How to parse $QUERY_STRING from a bash CGI script

2019-01-06 19:20发布

问题:

I have a bash script that is being used in a CGI. The CGI sets the $QUERY_STRING environment variable by reading everything after the ? in the URL. For example, http://example.com?a=123&b=456&c=ok sets QUERY_STRING=a=123&b=456&c=ok.

Somewhere I found the following ugliness:

b=$(echo "$QUERY_STRING" | sed -n 's/^.*b=\([^&]*\).*$/\1/p' | sed "s/%20/ /g")

which will set $b to whatever was found in $QUERY_STRING for b. However, my script has grown to have over ten input parameters. Is there an easier way to automatically convert the parameters in $QUERY_STRING into environment variables usable by bash?
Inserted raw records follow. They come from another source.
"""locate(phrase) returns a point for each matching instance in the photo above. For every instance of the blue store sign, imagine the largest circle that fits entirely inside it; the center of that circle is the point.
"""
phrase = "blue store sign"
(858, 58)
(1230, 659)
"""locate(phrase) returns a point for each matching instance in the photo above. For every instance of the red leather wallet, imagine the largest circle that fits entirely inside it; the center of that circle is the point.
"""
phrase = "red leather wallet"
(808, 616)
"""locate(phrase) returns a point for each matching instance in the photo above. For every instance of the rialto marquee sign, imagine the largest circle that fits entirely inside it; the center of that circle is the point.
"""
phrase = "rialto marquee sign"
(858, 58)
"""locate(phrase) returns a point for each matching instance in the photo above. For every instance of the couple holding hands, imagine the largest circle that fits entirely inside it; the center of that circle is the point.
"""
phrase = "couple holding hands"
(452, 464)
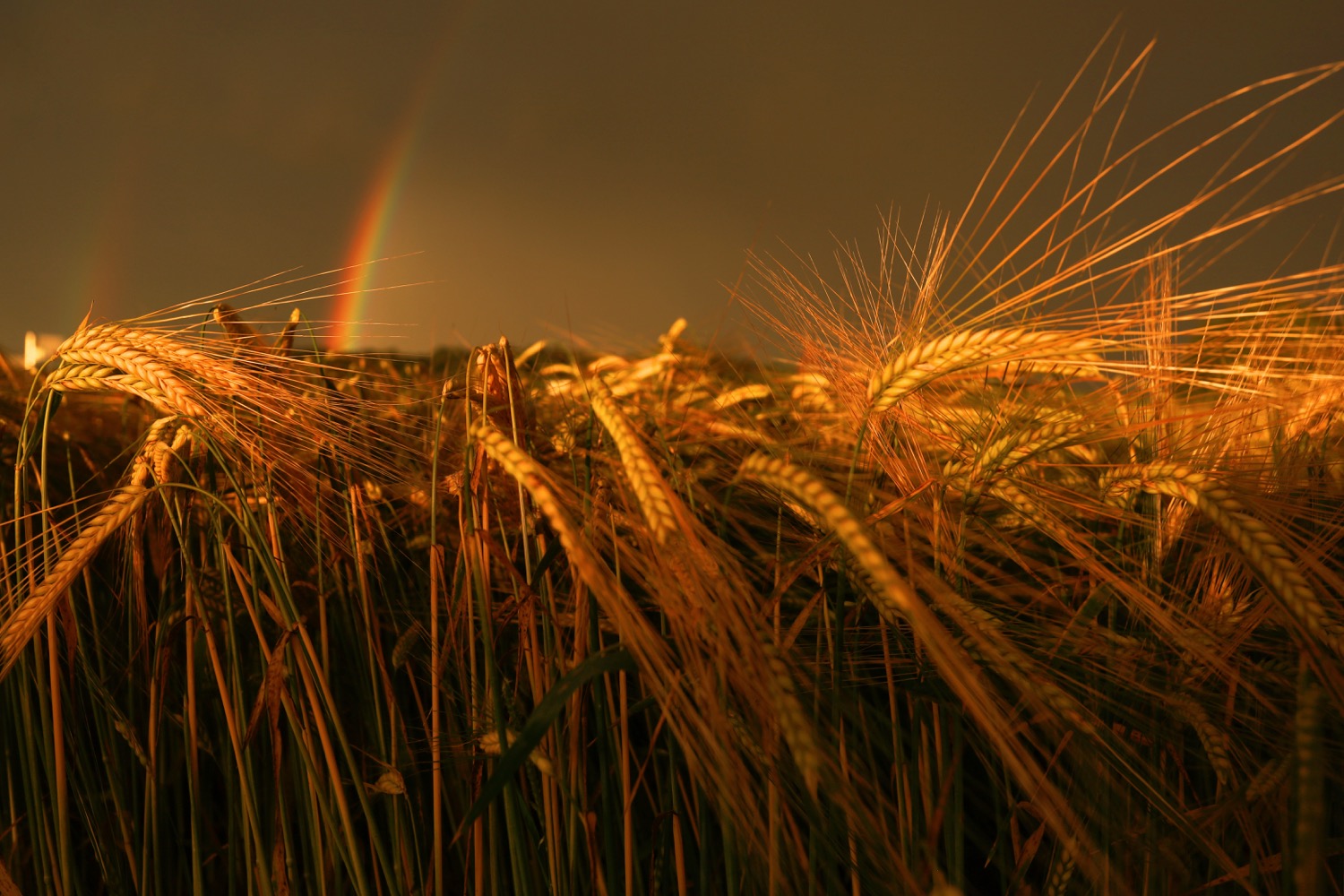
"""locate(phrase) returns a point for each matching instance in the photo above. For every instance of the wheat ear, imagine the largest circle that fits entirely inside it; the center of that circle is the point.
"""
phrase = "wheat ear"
(97, 378)
(640, 469)
(23, 624)
(529, 473)
(1252, 536)
(978, 349)
(897, 602)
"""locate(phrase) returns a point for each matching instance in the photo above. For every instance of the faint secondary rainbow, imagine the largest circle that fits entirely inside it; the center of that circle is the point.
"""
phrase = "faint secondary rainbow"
(379, 207)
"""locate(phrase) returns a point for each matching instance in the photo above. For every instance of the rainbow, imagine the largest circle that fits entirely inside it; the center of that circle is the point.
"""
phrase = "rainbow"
(379, 207)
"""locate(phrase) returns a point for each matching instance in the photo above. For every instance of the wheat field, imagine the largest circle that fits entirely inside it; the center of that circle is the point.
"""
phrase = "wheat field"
(1018, 570)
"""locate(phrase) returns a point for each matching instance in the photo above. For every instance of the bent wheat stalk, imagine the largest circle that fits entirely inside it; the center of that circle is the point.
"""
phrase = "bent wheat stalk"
(1051, 351)
(898, 602)
(23, 624)
(1261, 548)
(650, 490)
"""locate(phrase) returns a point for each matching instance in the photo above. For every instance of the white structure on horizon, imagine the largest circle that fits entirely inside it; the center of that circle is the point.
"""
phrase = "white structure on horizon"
(38, 347)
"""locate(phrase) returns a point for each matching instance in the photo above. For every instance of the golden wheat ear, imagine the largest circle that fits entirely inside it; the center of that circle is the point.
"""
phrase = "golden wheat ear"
(285, 341)
(233, 324)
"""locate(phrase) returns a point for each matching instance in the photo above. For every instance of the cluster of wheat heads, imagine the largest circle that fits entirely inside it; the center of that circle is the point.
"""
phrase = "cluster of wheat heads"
(1021, 575)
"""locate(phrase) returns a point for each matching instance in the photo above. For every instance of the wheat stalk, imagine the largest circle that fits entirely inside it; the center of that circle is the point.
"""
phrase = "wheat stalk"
(898, 603)
(978, 349)
(793, 720)
(23, 622)
(97, 378)
(640, 470)
(1261, 548)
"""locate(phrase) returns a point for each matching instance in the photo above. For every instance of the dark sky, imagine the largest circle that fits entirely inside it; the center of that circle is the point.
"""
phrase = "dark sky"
(599, 167)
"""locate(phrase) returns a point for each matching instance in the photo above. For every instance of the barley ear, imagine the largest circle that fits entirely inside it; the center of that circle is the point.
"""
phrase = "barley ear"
(18, 630)
(650, 490)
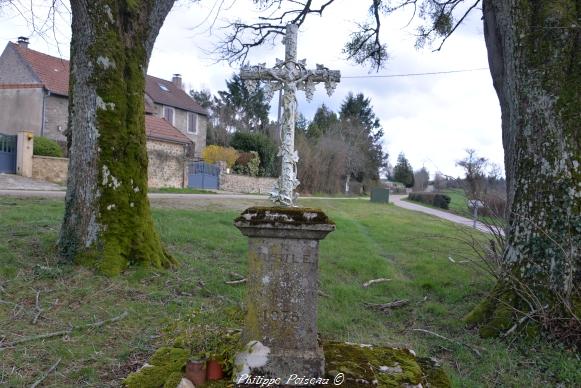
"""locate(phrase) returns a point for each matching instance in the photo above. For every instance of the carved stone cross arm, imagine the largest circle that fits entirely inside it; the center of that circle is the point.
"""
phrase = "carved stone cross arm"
(289, 75)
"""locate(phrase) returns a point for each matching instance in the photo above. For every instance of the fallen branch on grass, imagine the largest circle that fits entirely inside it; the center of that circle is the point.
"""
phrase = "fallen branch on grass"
(236, 278)
(386, 307)
(373, 281)
(45, 375)
(521, 321)
(476, 351)
(240, 281)
(61, 333)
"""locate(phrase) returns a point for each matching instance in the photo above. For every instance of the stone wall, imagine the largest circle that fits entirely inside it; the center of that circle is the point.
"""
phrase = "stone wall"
(13, 70)
(246, 184)
(50, 169)
(166, 164)
(56, 116)
(20, 110)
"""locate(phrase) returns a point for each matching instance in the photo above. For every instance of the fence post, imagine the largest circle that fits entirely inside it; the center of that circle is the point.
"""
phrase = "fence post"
(24, 148)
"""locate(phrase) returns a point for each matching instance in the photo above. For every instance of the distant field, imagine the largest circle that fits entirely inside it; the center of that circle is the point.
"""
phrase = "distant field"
(418, 253)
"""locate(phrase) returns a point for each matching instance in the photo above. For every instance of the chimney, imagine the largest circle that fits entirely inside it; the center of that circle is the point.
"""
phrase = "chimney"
(23, 41)
(177, 80)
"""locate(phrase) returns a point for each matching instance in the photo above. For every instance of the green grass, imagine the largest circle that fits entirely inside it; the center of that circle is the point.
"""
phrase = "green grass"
(181, 190)
(371, 241)
(458, 202)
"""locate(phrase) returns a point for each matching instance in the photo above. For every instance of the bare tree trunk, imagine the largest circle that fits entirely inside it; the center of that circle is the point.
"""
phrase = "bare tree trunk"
(535, 61)
(107, 219)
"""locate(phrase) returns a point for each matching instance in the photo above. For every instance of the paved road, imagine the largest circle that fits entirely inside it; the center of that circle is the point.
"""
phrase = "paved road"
(17, 186)
(397, 201)
(17, 182)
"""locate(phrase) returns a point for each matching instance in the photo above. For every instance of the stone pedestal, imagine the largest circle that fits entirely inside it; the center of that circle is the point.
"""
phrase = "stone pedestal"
(24, 151)
(281, 322)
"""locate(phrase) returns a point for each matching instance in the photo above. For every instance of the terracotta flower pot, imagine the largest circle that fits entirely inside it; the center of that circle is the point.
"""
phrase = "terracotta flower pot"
(196, 372)
(214, 370)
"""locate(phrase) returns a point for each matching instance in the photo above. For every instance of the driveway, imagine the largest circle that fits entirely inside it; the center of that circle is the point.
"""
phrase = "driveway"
(397, 201)
(17, 182)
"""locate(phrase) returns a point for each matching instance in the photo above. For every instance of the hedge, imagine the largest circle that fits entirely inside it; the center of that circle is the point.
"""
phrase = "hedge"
(46, 147)
(434, 199)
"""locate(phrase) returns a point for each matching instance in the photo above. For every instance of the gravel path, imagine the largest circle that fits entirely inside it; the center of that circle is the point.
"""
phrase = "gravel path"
(397, 201)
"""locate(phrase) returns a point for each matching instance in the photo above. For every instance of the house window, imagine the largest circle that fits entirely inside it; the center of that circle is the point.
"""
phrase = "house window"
(192, 122)
(168, 114)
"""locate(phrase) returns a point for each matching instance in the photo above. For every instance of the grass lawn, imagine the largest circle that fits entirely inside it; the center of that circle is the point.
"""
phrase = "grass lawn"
(371, 241)
(181, 190)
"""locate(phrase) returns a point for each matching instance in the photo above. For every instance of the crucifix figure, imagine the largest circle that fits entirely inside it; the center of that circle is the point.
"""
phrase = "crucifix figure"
(289, 75)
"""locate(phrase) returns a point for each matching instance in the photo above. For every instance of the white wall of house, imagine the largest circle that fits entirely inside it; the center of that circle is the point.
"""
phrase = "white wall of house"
(21, 110)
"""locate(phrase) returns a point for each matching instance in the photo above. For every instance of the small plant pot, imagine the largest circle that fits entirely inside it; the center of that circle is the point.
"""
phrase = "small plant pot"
(214, 370)
(196, 372)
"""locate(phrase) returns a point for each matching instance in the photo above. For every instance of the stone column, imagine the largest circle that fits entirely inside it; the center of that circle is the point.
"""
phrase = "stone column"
(280, 329)
(24, 148)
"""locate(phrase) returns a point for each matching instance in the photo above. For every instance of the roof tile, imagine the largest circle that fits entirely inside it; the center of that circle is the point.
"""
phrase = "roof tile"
(54, 74)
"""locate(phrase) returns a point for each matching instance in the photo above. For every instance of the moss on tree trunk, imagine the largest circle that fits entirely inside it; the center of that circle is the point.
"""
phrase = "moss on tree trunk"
(108, 222)
(534, 54)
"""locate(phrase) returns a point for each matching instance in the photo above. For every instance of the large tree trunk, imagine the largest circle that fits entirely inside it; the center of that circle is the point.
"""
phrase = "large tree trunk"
(535, 61)
(107, 219)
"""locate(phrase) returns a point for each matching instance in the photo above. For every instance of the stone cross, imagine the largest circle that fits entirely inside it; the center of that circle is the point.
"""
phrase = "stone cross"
(289, 75)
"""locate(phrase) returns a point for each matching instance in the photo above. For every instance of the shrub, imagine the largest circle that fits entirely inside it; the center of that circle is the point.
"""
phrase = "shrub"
(434, 199)
(248, 163)
(47, 147)
(213, 154)
(260, 143)
(494, 205)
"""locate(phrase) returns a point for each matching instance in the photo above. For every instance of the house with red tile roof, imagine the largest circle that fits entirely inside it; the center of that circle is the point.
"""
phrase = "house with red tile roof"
(34, 90)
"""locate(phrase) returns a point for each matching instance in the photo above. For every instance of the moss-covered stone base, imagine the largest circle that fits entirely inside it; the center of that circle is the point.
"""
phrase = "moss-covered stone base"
(360, 366)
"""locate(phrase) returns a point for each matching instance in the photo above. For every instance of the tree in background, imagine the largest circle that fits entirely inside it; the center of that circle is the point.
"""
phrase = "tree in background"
(323, 120)
(365, 134)
(421, 179)
(235, 109)
(403, 171)
(440, 181)
(475, 178)
(243, 110)
(351, 140)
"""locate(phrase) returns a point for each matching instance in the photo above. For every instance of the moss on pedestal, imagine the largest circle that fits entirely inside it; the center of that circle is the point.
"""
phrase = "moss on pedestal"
(163, 368)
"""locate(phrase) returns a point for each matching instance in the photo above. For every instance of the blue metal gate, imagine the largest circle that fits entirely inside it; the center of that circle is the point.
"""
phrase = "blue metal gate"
(203, 176)
(7, 154)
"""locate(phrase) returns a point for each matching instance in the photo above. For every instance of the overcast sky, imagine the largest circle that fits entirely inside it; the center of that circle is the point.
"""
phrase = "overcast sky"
(432, 118)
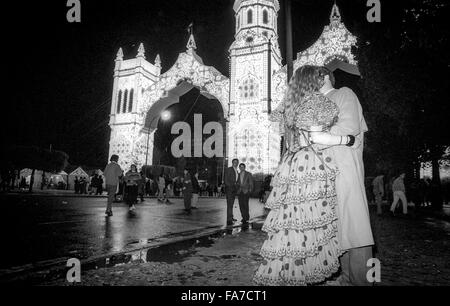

Maybe I'll just use a for loop of some sort, but it'd be even better if the script was smart enough to automatically detect each parameter and maybe build an array that looks something like this:

${parm[a]}=123
${parm[b]}=456
${parm[c]}=ok

How could I write code to do that?

回答1:

Try this:

saveIFS=$IFS
IFS='=&'
parm=($QUERY_STRING)
IFS=$saveIFS

Now you have this:

parm[0]=a
parm[1]=123
parm[2]=b
parm[3]=456
parm[4]=c
parm[5]=ok

In Bash 4, which has associative arrays, you can do this (using the array created above):

declare -A array
for ((i=0; i<${#parm[@]}; i+=2))
do
    array[${parm[i]}]=${parm[i+1]}
done

which will give you this:

array[a]=123
array[b]=456
array[c]=ok

Edit:

To use indirection in Bash 2 and later (using the parm array created above):

for ((i=0; i<${#parm[@]}; i+=2))
do
    declare var_${parm[i]}=${parm[i+1]}
done

Then you will have:

var_a=123
var_b=456
var_c=ok

You can access these directly:

echo $var_a

or indirectly:

for p in a b c
do
    name="var$p"
    echo ${!name}
done

If possible, it's better to avoid indirection since it can make code messy and be a source of bugs.



回答2:

you can break $QUERY down using IFS. For example, setting it to &

$ QUERY="a=123&b=456&c=ok"
$ echo $QUERY
a=123&b=456&c=ok
$ IFS="&"
$ set -- $QUERY
$ echo $1
a=123
$ echo $2
b=456
$ echo $3
c=ok

$ array=($@)

$ for i in "${array[@]}"; do IFS="=" ; set -- $i; echo $1 $2; done
a 123
b 456
c ok

And you can save to a hash/dictionary in Bash 4+

$ declare -A hash
$ for i in "${array[@]}"; do IFS="=" ; set -- $i; hash[$1]=$2; done
$ echo ${hash["b"]}
456


回答3:

Please don't use the evil eval junk.

Here's how you can reliably parse the string and get an associative array:

declare -A param   
while IFS='=' read -r -d '&' key value && [[ -n "$key" ]]; do
    param["$key"]=$value
done <<<"${QUERY_STRING}&"

If you don't like the key check, you could do this instead:

declare -A param   
while IFS='=' read -r -d '&' key value; do
    param["$key"]=$value
done <<<"${QUERY_STRING:+"${QUERY_STRING}&"}"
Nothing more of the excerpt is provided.